Experiments designed to further elucidate the influence of steric effects on bromination rates and regioselectivity (including reactions involving ethylbenzene, isopropylbenzene, and tert-butylbenzene and their alkoxybenzene analogues) are currently in progress.

IMPACTS:

Intellectual impacts. The improved understanding of bromination chemistry garnered from this work has multidisciplinary applications, including insights into: (1) production of bromine-containing specialty chemicals, (2) minimization of brominated disinfection by-products in drinking water, and (3) inflammatory diseases in which free bromine can alter biomolecules.
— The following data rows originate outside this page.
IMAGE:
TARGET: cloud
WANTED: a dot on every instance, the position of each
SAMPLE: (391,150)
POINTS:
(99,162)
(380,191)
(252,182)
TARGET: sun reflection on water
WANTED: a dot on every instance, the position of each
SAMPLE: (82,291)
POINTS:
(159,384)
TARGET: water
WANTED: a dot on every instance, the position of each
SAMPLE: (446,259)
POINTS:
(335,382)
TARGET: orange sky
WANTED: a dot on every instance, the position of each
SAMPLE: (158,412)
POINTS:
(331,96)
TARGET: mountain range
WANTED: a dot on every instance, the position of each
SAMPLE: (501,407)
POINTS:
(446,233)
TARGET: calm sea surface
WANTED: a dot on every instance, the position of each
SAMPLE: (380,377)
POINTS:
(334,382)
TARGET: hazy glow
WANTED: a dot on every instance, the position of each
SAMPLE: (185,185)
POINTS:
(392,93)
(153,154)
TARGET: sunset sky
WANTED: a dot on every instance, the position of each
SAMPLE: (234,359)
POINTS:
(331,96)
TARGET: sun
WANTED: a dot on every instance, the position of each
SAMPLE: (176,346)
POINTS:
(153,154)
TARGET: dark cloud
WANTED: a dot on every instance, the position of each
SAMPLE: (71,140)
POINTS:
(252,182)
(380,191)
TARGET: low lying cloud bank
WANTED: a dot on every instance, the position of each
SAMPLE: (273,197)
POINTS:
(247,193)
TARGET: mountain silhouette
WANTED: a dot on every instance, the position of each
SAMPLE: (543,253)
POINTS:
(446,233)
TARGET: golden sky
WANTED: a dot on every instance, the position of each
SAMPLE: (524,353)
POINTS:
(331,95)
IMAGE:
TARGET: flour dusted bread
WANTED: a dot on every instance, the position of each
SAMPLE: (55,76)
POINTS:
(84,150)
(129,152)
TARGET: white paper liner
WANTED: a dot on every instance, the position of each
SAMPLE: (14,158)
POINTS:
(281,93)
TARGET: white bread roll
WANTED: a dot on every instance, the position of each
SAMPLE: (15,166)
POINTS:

Impacts on participating undergraduate researchers. Four undergraduate chemistry majors participated in this project during the 12-month period covered by this report. Two served as a co-author on a peer-reviewed publication stemming from this work. Three were co-authors on a presentation derived from this work that was delivered at a national conference. Two of the undergraduate researchers graduated with BS degrees in chemistry; both are currently in doctoral programs (one is a Pharm.D. student, the other is a Ph.D. student in chemistry). The other two undergraduates are continuing on this project during the 2015-2016 academic year.

Impacts on the PI. Through this project, the PI has already experienced significant career advancement opportunities, including publication of a peer-reviewed article, participation as a panelist at a national conference, and invitations to present seminars at two universities. The PI's leadership in this project was also noted in his selection as a Jess and Mildred Fisher Endowed Professor of Chemistry by his college in 2015.